O conceito de mérito pode ser considerado sob dois aspectos: sob o aspecto meramente negativo, como limite ao poder de cognição do juiz de mera legitimidade (em sentido estrito) e sob o aspecto positivo, para indicar o pleno e perfeito ajustamento da medida à norma jurídica, ou seja, sua correspondência ao concreto interesse público, segundo um critério de efetiva oportunidade e conveniência. Sob o primeiro aspecto, o conceito de mérito se põe em antítese com o de legitimidade em sentido estrito – adquirindo um e outro um valor meramente processual – enquanto sob o aspecto positivo o conceito de mérito está compreendido no conceito de legalidade – ou legitimidade em sentido lado – da medida, adquirindo (ALESSI, 1949 apud MULATO, 2014, p. 7)

Se observa, ainda, que existem diversos embates doutrinários e práticos acerca da discricionariedade de tais atos administrativos, debates estes que perpassam por inúmeras teses, mas o que se deve observar, ao final, é a congruência dos atos administrativos com as demandas sócias, para que o Estado não se torne apático, assim como o Direito, devendo o administrador considerar além da conveniência e oportunidade outros aspectos aliados à finalidade, como os econômicos e sociais, sendo instrumento da Constituição na busca da satisfação dos direitos sociais, e não apenas estar atrelado a um tecnicismo da ordem do mérito no aspecto apenas legal.
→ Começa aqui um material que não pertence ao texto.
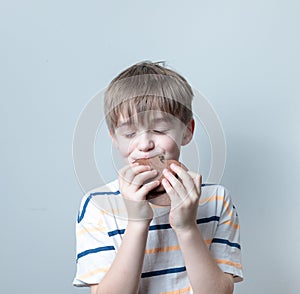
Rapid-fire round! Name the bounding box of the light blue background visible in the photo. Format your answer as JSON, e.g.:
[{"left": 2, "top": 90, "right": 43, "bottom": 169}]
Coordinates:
[{"left": 1, "top": 1, "right": 299, "bottom": 293}]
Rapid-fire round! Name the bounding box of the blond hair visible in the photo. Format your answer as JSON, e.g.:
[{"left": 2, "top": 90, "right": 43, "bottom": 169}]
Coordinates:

2 A VIRAGEM PARADIGMÁTICA DO NEOCONSTITUCIONALISMO E SUA FACE POSITIVA EM RELAÇÃO AOS ATOS ADMINISTRATIVOS DISCRICIONÁRIOS.

Observadas as características dos atos administrativos discricionários abordadas no item antecedente, parte-se, agora, para uma descrição da viragem paradigmática que ocorrera com a chegada do denominado neoconstitucionalismo, e a partir da compreensão dessa viragem, propõe-se uma abordagem conjuntural aos atos administrativos discricionários.

O Direito no Brasil tem passado por perceptíveis modificações no decorrer dos últimos tempos, principalmente no quesito que diz respeito a novas perspectivas nas teorias e nas práticas jurídica; tal proposta de novas perspectivas tem sido denominada de “neoconstitucionalismo” (SARMENTO, 2010).

A viragem paradigmática do neoconstitucionalismo mostra-se fortemente presente no Brasil a partir da vigência da Constituição Federal de 1988; e, segundo Daniel Sarmento (2010, p. 233), as mudanças trazidas por essa viragem podem ter como síntese:

(a) reconhecimento da força normativa dos princípios jurídicos e valorização da sua importância no processo de aplicação do Direito; (b) rejeição ao formalismo e recurso mais frequente a métodos ou "estilos" mais abertos de raciocínio jurídico: ponderação, tópica, teorias da argumentação etc.; (c) constitucionalização do Direito, com a irradiação das normas e valores constitucionais, sobretudo os relacionados aos direitos fundamentais, para todos os ramos do ordenamento; (d) reaproximação entre o Direito e a Moral, com a penetração cada vez maior da Filosofia nos debates jurídicos; e (e) judicialização da política e das relações sociais, com um significativo deslocamento de poder da esfera do Legislativo e do Executivo para o Poder Judiciário.

No presente artigo é trabalhada com destaque a perspectiva do neoconstitucionalismo ligada à valorização dos princípios jurídicos aplicados ao Direito, à irradiação das normas e valores constitucionais, à inter-relação entre Direito e Moral; levando à conjuntura de que o neoconstitucionalismo pode ser compreendido como um movimento de mudança paradigmática que propõe realizar a descrição das modificações observadas nos diversificados âmbitos jurídicos, focando-se principalmente no que tange à irradiação das normas Constitucionais aos demais ramos do Direito, fazendo com que haja a incidência destas normas na aplicação e na interpretação do ordenamento jurídico e nos demais atos característicos dos diversos âmbitos do Direito (CORDEIRO, 2011).